Nanomedicine: Drugs can be made 'smarter'


Packaging small-molecule drugs into nanoparticles improves their bio-availability, bio-compatibility and safety profiles. Multifunctional particles carrying large drug payloads for targeted transport, immune evasion and favourable drug release kinetics at the target site, require a certain minimum size usually 30-300 nm diameter, so are nanoparticles. Targeting particles to a disease site can signal the presence of the disease site, block a function there, or deliver a drug to it. Targeted nanocarriers must navigate through blood-tissue barriers, varying in strength between organs and highest in the brain, to reach target cells. They must enter target cells to contact cytoplasmic targets; specific endocytotic and transcytotic transport mechanisms can be used as Trojan horses to ferry nanoparticles across cellular barriers. Specific ligands to cell surface receptors, antibodies and antibody fragments, and aptamers can all access such transport mechanisms to ferry nanoparticles to their targets. Gold nanoparticles are spheres made of gold atoms having a diameter of only few billionths of a metre which can be coated with a biological protein and combined with drugs to enable the treatment to travel through the body and reach the affected area.

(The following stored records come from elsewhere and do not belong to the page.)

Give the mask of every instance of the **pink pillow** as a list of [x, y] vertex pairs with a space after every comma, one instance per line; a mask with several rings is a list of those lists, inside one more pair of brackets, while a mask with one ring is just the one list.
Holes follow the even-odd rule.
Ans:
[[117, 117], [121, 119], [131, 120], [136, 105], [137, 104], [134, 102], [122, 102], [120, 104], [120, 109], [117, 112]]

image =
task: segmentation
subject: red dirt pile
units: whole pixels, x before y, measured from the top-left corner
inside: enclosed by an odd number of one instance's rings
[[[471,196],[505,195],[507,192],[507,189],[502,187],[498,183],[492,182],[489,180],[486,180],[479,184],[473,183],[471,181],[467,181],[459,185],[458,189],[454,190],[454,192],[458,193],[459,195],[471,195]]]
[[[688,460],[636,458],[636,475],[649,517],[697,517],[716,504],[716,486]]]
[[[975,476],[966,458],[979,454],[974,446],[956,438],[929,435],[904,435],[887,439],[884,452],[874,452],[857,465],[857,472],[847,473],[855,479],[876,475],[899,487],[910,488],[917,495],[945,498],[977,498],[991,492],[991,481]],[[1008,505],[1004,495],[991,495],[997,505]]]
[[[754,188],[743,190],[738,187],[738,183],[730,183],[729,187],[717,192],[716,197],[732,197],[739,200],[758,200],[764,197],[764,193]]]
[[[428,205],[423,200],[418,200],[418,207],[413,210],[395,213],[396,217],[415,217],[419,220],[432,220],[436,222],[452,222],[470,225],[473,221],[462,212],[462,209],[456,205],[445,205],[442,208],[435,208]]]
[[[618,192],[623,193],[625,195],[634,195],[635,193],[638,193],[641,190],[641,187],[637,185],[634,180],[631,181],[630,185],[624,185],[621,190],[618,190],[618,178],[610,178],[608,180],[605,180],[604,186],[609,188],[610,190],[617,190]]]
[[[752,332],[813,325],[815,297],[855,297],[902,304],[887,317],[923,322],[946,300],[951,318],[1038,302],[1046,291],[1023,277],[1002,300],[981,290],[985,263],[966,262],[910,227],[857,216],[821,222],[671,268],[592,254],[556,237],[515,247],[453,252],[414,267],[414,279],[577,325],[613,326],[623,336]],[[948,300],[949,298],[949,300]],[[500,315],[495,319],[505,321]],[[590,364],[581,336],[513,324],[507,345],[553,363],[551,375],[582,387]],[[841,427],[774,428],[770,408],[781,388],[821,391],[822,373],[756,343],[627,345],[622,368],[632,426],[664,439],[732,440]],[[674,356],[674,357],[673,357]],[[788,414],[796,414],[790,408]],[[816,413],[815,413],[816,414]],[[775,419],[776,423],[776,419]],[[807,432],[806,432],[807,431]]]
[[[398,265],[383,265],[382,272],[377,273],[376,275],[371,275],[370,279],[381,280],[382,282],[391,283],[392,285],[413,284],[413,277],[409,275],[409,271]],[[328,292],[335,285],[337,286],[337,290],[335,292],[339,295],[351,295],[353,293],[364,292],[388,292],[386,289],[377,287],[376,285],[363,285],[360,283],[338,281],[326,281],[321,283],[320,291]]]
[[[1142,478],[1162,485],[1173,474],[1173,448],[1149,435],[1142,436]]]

The nanoparticles can 'adsorb' (hold on its surface) drugs which would otherwise become insoluble or quickly degrade in the blood stream, and due to their small size they can overcome biological barriers such as membranes, skin and the small intestine which would usually prevent the drug from reaching its target. The technology is already used in real world applications such as pregnancy tests - where gold nanoparticles decorated with an antibody against the hormone present in the urine of pregnant women is added to the 'positive' strip so it reacts with the nanoparticles to turn the stick red - but is not yet widely used in drug development. Gold nanoparticles are a vital tool in new drug development and drug delivery systems. This method might help to design nanomedicines that do not need extensive chemical modification of a protein drug or a nano-carrier and therefore can be developed more easily and faster.